In 47 days, China’s ruling Communist Party will hold its 20th National Congress, at which Xi is widely expected to extend his hold on power for another five years — a move that would cement his status as the country’s most powerful leader in decades.
The congress will begin in Beijing on October 16 at a “critical time” for the country, the party’s 25-member Politburo announced Tuesday, adding that preparations were “progressing smoothly.”
That start date is in line with tradition — in recent decades, the party has always held its congresses between September and November. The highly choreographed affairs usually last about a week, bringing together some 2,000 delegates from across the country in a show of unity and legitimacy.
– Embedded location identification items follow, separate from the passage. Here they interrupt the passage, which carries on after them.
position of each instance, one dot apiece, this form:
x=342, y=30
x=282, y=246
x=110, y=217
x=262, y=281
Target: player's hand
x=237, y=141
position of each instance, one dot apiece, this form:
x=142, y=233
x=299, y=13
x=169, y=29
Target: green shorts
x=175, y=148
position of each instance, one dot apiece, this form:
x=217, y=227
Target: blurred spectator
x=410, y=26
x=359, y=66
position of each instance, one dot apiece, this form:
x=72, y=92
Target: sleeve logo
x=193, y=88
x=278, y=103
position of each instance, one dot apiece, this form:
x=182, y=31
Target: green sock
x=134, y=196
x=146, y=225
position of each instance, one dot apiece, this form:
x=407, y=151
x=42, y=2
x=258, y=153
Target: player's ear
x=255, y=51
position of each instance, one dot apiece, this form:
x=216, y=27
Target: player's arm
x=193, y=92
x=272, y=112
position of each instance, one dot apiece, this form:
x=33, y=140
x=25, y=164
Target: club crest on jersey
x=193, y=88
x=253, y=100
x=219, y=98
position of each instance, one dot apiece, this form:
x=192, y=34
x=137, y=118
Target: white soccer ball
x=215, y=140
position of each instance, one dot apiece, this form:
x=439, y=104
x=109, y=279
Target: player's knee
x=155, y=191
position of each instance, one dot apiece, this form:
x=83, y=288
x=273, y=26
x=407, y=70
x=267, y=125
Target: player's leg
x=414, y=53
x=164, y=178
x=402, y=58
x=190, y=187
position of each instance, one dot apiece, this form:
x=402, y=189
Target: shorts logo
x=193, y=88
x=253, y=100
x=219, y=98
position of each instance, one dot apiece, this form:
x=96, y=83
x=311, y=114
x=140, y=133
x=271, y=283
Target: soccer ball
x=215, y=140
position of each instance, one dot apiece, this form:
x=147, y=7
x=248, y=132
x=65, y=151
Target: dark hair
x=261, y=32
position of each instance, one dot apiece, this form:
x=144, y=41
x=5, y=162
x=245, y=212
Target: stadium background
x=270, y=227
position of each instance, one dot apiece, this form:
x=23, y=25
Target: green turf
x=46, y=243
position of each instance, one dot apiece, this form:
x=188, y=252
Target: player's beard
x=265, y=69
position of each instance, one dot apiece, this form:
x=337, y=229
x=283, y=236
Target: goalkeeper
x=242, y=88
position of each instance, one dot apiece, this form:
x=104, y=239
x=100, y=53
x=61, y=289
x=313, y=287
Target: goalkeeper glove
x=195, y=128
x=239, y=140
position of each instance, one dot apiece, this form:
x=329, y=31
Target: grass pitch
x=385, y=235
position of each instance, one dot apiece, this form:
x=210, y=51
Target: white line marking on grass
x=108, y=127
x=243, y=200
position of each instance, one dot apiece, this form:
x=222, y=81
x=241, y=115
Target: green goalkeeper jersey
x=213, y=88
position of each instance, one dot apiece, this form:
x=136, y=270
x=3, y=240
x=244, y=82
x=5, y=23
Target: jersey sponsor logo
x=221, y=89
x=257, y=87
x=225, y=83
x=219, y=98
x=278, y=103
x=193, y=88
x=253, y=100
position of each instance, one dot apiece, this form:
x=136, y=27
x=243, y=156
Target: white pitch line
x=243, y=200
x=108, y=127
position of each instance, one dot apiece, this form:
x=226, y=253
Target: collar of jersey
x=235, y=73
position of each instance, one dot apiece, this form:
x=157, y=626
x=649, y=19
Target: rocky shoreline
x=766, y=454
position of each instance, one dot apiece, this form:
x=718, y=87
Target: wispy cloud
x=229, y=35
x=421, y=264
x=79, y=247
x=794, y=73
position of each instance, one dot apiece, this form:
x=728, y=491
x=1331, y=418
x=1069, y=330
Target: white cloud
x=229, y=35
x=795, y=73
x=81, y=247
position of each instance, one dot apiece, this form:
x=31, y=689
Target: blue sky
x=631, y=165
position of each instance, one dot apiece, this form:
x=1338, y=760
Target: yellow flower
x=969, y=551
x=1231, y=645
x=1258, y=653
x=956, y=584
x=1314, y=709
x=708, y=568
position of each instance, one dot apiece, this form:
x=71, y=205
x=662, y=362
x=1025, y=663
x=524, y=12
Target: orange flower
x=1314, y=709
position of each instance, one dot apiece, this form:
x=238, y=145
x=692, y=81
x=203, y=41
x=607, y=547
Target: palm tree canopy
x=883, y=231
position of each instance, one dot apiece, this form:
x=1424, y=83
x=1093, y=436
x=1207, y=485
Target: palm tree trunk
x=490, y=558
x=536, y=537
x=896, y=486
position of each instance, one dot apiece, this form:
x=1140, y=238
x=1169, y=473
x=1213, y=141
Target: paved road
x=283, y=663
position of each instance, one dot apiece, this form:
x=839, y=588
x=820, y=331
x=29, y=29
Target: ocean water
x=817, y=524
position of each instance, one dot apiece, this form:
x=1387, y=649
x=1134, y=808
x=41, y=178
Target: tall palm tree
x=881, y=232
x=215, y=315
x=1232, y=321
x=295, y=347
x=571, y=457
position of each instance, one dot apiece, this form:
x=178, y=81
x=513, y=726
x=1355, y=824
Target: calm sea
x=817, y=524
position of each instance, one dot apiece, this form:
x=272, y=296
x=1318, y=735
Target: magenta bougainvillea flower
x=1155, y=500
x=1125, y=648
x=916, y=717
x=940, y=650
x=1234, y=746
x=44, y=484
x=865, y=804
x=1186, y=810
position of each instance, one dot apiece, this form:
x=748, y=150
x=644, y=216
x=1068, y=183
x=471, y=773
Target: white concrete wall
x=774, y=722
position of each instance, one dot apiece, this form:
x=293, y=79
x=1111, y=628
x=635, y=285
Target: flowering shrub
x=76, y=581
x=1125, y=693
But this year’s congress is anything but conventional.
Xi, who has consolidated enormous power since taking office a decade ago, is widely expected to seek an unprecedented third term as China’s top leader, breaking with convention set by his predecessors since the early 1990s.
The political headwinds have fueled intense speculation about Xi’s authority in some quarters of the overseas China-watching community, with some questioning his prospects of securing a third term.
“Very often, when there are challenges, it’s not necessarily bad for the supreme leader at all,” said Dali Yang, a political scientist at the University of Chicago. “In fact, authoritarian leaders like Xi thrive on challenges — and often use such crises to enhance their power.”
Yang cited Xi’s ability to fill important positions of power with his trusted aides — from the domestic security apparatus to the propaganda front and leadership roles at key provinces — as signs the top leader is firmly in control.
The latest announcement on the party congress is a sign that Xi has straightened out decisions on personnel arrangements and political paths, according to Deng Yuwen, a former editor of a Communist Party newspaper who now lives in the United States.
“Xi wants to leave his political legacy at the 20th Party Congress, and these three will be the key themes at the meeting, as well as the political lines to be laid out after the congress,” Deng said.
Holding the congress in mid-October also leaves some buffer time for Xi to attend major international events in November, such as the Group of 20 summit in Indonesia. “Xi hasn’t left the country for nearly three years, and it has had a very negative impact on China’s diplomacy,” Deng said.
As for the Chinese public, many have paid little attention to the party congresses in the past — they have no say in the country’s political leadership transition, or the making of major policies.
But this year, for those who are getting increasingly impatient and frustrated with the endless lockdowns and Covid testing, news of the congress’ start date has come as a long-awaited relief.
“There are a lot of people who are eagerly waiting for this Party Congress to happen, (because) they hope there could be a shift in the way that China is dealing with Covid,” Yang said.
But when — and how — that will happen is still anyone’s guess.